Vendredi 16 février 2024

Efficient ML/DSP Algorithms for Real-Time Speech Communication Systems
Jean-Marc Valin
Xiph.Org Foundation

Heure: 13h30



Résumé: Over the past years, machine learning techniques have been responsible for significant improvements to the state-of-the-art in speech and audio processing. Among potential applications, real-time communication systems impose more stringent requirements, both for processing latency, and for computational resources. In this talk, I will discuss how these constraints can be satisfied while still achieving very high quality.
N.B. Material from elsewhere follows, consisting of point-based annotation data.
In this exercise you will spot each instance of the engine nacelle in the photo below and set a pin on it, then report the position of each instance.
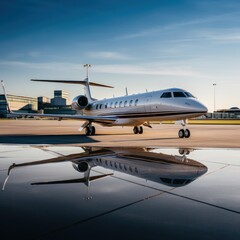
(80, 102)
(81, 166)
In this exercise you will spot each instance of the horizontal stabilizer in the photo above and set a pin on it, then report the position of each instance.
(82, 82)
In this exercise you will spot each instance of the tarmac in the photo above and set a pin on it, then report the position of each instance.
(160, 135)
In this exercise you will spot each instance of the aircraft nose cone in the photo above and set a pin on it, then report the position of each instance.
(198, 107)
(203, 108)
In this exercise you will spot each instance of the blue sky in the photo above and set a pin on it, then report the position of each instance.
(140, 44)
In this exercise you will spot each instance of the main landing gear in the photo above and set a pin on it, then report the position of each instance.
(90, 130)
(138, 130)
(184, 133)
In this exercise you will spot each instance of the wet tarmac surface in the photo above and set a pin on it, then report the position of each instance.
(71, 192)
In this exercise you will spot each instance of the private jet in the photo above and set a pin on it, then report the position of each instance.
(145, 163)
(136, 110)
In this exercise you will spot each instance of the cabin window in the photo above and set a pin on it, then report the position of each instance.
(178, 94)
(166, 95)
(136, 102)
(188, 94)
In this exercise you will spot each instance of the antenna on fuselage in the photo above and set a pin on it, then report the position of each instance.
(87, 66)
(126, 91)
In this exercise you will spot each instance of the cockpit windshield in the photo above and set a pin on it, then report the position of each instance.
(188, 94)
(179, 94)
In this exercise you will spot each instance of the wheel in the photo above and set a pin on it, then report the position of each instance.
(93, 130)
(187, 133)
(181, 151)
(181, 133)
(87, 131)
(135, 130)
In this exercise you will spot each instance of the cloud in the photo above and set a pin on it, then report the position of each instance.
(44, 66)
(156, 30)
(147, 69)
(108, 55)
(157, 69)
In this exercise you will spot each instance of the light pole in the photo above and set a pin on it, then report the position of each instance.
(214, 97)
(87, 66)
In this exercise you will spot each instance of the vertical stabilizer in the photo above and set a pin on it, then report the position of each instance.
(5, 94)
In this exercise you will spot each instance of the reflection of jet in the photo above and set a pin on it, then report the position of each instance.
(144, 163)
(131, 110)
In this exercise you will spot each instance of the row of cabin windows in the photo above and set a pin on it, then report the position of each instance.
(176, 94)
(117, 104)
(117, 165)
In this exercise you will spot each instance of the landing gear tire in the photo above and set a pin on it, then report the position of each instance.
(187, 133)
(135, 130)
(90, 130)
(181, 133)
(93, 130)
(184, 133)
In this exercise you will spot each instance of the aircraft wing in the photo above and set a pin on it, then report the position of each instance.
(97, 119)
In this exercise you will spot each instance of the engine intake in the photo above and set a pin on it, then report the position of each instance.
(80, 102)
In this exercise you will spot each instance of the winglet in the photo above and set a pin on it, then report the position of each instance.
(4, 92)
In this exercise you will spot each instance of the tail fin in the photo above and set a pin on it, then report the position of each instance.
(4, 92)
(84, 82)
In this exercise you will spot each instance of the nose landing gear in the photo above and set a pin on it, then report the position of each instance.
(184, 132)
(90, 130)
(138, 130)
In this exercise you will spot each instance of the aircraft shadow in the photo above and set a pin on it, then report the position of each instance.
(45, 139)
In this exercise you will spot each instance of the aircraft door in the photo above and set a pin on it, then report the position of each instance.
(148, 101)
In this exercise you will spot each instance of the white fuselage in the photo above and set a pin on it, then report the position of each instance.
(132, 110)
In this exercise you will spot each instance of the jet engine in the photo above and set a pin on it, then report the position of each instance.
(81, 166)
(80, 102)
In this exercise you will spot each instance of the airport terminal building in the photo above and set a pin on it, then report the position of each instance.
(23, 103)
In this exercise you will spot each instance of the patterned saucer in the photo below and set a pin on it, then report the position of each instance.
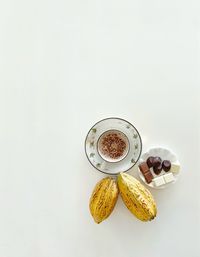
(91, 147)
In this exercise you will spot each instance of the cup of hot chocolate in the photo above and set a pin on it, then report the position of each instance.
(113, 145)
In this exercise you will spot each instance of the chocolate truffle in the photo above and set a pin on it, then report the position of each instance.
(143, 167)
(148, 177)
(157, 161)
(166, 165)
(150, 161)
(157, 170)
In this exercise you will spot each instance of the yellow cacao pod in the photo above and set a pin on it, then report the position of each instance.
(136, 197)
(103, 199)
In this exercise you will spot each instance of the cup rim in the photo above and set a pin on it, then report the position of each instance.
(108, 173)
(120, 159)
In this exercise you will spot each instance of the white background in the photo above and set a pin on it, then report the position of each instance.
(64, 65)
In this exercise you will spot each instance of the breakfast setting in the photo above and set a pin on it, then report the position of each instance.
(113, 146)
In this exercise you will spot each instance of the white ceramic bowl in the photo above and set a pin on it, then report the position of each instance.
(164, 154)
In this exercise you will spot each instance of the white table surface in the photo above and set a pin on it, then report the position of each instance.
(67, 64)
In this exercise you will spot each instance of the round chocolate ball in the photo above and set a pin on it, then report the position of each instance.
(157, 170)
(150, 161)
(166, 165)
(157, 161)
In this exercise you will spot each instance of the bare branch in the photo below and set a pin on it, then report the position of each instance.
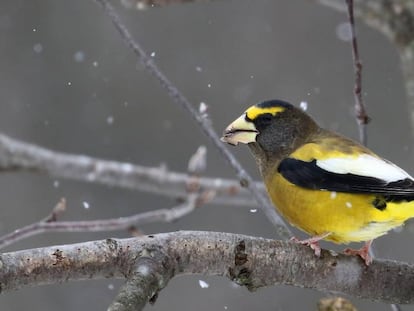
(360, 111)
(281, 228)
(249, 261)
(16, 155)
(49, 225)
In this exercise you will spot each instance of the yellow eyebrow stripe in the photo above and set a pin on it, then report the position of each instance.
(254, 111)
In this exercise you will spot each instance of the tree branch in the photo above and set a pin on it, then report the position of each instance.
(249, 261)
(360, 111)
(16, 155)
(245, 179)
(50, 223)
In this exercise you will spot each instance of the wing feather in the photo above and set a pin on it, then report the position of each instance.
(364, 174)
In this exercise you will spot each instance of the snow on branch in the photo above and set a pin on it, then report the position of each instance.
(148, 263)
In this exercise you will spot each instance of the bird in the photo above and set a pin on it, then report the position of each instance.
(325, 184)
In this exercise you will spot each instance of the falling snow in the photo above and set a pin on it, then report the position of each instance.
(343, 31)
(79, 56)
(304, 105)
(203, 284)
(110, 120)
(38, 48)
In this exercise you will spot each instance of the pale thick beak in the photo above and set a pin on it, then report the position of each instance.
(240, 131)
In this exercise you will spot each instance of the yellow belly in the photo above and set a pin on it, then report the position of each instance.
(347, 217)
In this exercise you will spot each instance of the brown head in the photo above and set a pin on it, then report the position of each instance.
(272, 129)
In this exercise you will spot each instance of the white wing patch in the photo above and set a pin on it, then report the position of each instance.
(365, 165)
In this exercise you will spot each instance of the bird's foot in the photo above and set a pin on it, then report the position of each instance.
(363, 252)
(312, 242)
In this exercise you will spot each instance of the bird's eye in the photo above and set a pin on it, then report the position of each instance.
(265, 118)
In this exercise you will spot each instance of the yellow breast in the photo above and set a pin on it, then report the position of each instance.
(348, 217)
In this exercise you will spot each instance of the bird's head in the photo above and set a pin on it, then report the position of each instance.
(272, 129)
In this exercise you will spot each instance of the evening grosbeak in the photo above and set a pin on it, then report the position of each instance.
(325, 184)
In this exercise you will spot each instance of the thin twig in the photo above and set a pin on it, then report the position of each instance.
(17, 155)
(281, 228)
(49, 225)
(360, 111)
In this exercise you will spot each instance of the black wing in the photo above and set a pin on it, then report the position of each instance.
(309, 175)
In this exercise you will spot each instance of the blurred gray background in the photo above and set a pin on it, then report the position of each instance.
(69, 83)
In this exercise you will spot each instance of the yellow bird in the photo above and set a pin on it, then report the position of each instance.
(325, 184)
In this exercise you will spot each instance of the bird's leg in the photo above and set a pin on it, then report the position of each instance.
(363, 252)
(312, 242)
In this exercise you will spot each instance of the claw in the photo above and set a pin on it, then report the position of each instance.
(363, 252)
(312, 242)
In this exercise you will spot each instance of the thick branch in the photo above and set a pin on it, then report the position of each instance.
(249, 261)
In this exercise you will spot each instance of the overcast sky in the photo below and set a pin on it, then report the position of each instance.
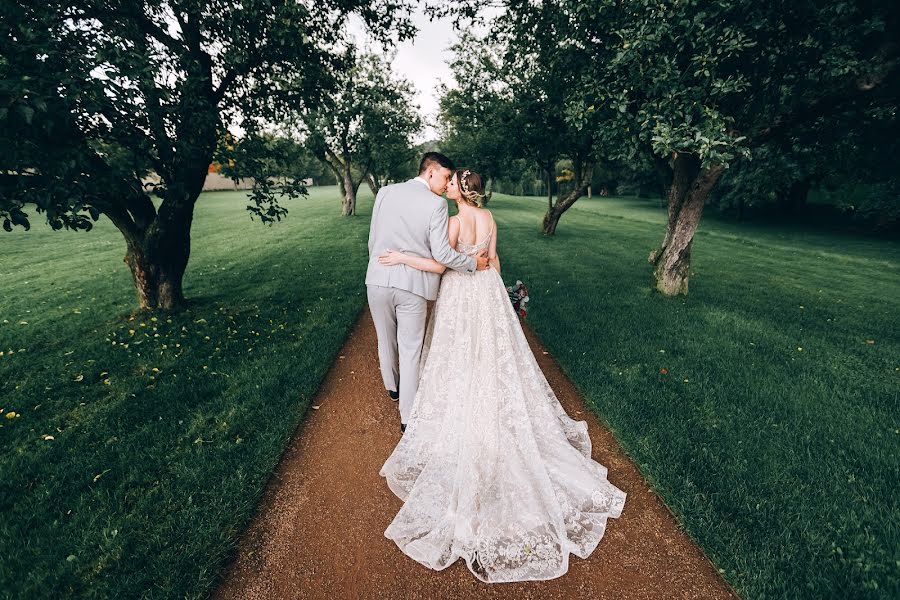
(423, 61)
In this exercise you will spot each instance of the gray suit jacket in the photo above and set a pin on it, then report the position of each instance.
(410, 218)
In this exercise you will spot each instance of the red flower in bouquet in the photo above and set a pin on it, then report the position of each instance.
(518, 295)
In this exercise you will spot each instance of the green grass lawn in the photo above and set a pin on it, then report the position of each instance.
(165, 428)
(774, 434)
(774, 431)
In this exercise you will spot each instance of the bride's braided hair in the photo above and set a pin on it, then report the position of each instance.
(471, 188)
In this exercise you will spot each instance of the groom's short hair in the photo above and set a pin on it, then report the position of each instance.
(431, 158)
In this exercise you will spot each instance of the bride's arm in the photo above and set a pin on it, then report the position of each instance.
(391, 258)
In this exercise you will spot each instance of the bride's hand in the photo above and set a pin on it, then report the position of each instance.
(391, 258)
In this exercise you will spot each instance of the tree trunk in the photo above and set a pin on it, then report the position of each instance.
(488, 190)
(549, 171)
(158, 282)
(374, 184)
(687, 196)
(564, 203)
(348, 205)
(793, 200)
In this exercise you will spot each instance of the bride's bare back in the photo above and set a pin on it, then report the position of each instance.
(475, 225)
(474, 230)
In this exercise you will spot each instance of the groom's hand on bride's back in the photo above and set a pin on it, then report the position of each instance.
(482, 260)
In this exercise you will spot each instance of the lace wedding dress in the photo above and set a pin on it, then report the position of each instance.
(491, 469)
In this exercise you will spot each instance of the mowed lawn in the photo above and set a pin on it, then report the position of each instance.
(164, 428)
(764, 407)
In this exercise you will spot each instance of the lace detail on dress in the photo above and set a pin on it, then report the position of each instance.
(491, 469)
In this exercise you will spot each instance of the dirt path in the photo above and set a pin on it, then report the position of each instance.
(320, 528)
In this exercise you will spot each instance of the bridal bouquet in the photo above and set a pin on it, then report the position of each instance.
(518, 295)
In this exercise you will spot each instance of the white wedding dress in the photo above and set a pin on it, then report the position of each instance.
(491, 469)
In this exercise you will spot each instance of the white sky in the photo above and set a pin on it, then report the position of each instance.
(423, 61)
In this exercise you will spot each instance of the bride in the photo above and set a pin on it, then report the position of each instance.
(490, 469)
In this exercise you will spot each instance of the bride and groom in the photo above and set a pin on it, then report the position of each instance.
(490, 467)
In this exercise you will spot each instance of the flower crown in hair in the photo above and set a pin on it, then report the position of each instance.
(465, 186)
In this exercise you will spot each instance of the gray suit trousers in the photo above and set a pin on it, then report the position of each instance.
(400, 324)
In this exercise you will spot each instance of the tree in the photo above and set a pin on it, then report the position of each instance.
(476, 114)
(364, 129)
(97, 94)
(705, 83)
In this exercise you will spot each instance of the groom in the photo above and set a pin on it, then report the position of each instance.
(410, 217)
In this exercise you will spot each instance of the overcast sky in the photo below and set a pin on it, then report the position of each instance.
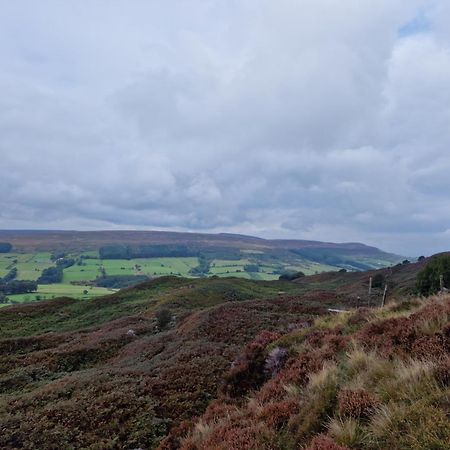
(309, 119)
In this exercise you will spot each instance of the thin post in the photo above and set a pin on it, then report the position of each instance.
(383, 302)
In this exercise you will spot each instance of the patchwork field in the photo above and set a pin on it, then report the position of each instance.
(84, 272)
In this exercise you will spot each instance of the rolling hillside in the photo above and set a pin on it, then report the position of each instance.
(129, 369)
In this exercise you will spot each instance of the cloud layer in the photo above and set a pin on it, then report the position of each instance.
(317, 119)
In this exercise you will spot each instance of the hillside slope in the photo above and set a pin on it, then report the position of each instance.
(227, 246)
(105, 373)
(361, 380)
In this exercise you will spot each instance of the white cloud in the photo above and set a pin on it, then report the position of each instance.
(296, 118)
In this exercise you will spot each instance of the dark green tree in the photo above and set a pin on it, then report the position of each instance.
(428, 279)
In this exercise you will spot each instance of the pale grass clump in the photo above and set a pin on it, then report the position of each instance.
(416, 426)
(293, 390)
(366, 369)
(332, 320)
(411, 380)
(325, 377)
(347, 432)
(435, 324)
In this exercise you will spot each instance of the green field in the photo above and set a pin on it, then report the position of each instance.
(47, 291)
(79, 279)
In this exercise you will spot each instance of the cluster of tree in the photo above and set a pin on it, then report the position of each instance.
(51, 275)
(145, 251)
(11, 275)
(251, 268)
(17, 287)
(289, 276)
(203, 267)
(57, 255)
(119, 281)
(5, 247)
(428, 280)
(64, 263)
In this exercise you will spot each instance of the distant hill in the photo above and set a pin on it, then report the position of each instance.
(353, 256)
(111, 373)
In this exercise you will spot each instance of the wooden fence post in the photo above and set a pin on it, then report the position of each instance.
(383, 302)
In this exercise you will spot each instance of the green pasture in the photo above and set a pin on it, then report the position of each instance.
(47, 291)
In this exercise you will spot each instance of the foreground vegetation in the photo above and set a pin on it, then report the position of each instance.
(229, 363)
(360, 380)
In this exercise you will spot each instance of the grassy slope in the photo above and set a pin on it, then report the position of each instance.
(72, 377)
(363, 380)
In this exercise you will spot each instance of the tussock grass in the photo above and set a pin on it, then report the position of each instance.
(369, 396)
I will then introduce some of our work on improving the Opus audio codec using machine learning. I will discuss how to improve the coded speech quality at low bitrate and how to increase robustness to packet loss through Deep REDundancy (DRED).

Biographie: Jean-Marc Valin received his Ph.D. in Electrical Engineering from the University of Sherbrooke in 2005. He worked as a postdoc in the CSIRO ICT Centre in Sydney, Australia. He is the primary author of the Speex speech codec and one of the main authors of the Opus audio codec. He also contributed to the AV1 video codec. He has volunteered with the Xiph.Org Foundation since 2002. His research interests include real-time communication systems, speech and audio coding, as well as applications of machine learning to speech and audio processing.

Note: La présentation sera donnée en français uniquement par Zoom.